1b. Would disabling these two options *prevent* me from `cd`ing into the .snapshot directory? Even though it is visible by default at the root of the mount point, you can `cd` into the directory ".snapshot" at any point:
37 machine:/devel/scratch>ls -a . .. .snapshot toddc 38 machine:/devel/scratch>cd toddc 39 machine:/devel/scratch/toddc>ls -a . Testing.doc devtools .. dump.image.gz 40 machine:/devel/scratch/toddc>cd .snapshot 41 machine:/devel/scratch/toddc/.snapshot>pwd /devel/scratch/toddc/.snapshot 42 machine:/devel/scratch/toddc/.snapshot>ls backup hourly.1 nightly.0 hourly.0 hourly.2
1c. In addition, I'm thinking of breaking up my 14-disk filer from a RAID 13d+1p configuration into, say, two RAID groups and two volumes as 3d+1p and 9d+1p. (Multiple RAID groups are allowed per volume; I assume multiple volumes per RAID group is still disallowed?) The former would have the stuff I need snapshotted and the latter the stuff I don't. I have a churn rate of about 30-40%. Thoughts?
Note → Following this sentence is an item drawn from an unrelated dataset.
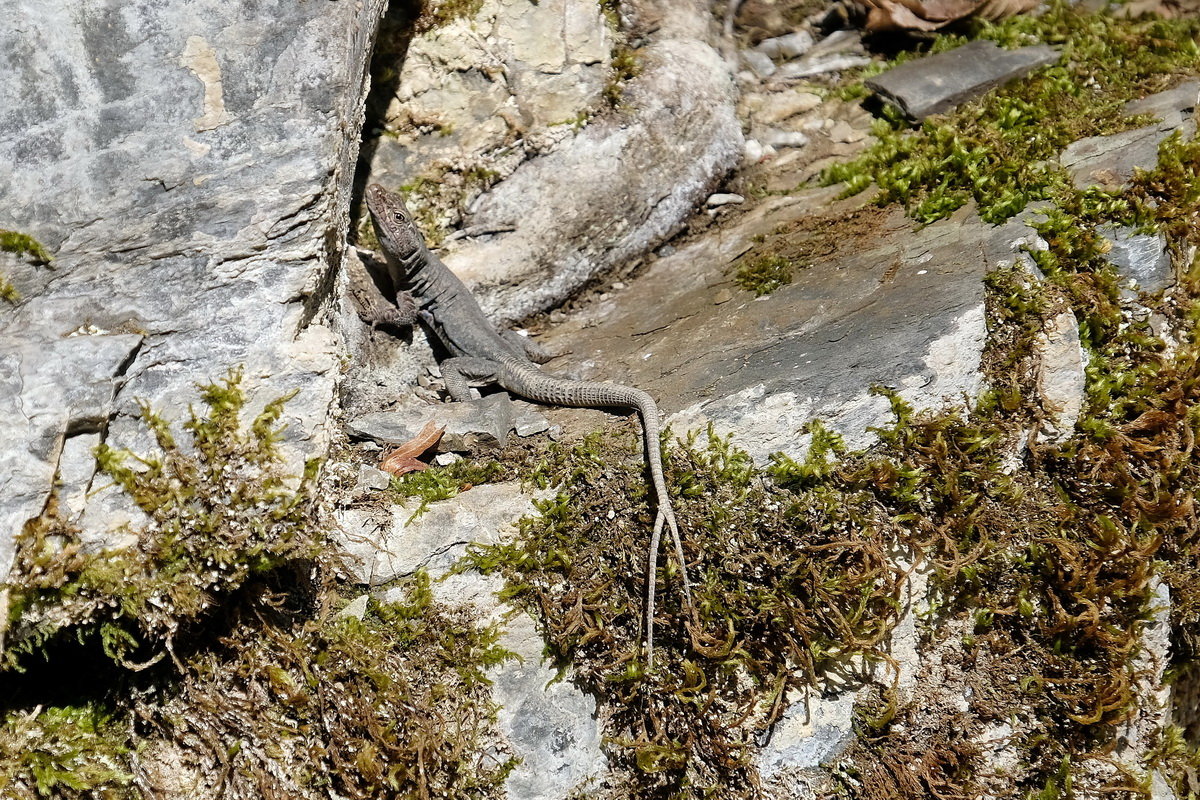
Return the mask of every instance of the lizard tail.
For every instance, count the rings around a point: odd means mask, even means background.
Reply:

2. What does "options minra 1" buy me? What is the number when minra=off, the default? (If it's just a boolean, nevermind!) Given I have a development environment with lots of small files, it seems as if turning this option on will benefit me a lot. However, some more information on this would help.
3. Does the udp_lg_dgram.xmit_cksum.offload option also apply to quad-ethernet cards? Will it help if the ports are trunked with a virtual interface?
4. Why is my filer running Java? If I disable that, would we see any administration impact? (These filers are administered solely via the CLI.) I do see the messages file logs
[Java Thread]: TimeDaemon: timed: adjusting time
messages all the time. Would I loose the ability to keep the filer in time sync? What else might I loose?
To prevent a knee-jerk reaction, for the purposes of this discussion, upgrading my filer to an F760 is not an option. ;) I want to leverage what I have now, as best I can.
I thought about opening a tech support call, and still may, but I thought some real life input from the trenches would be useful as a start.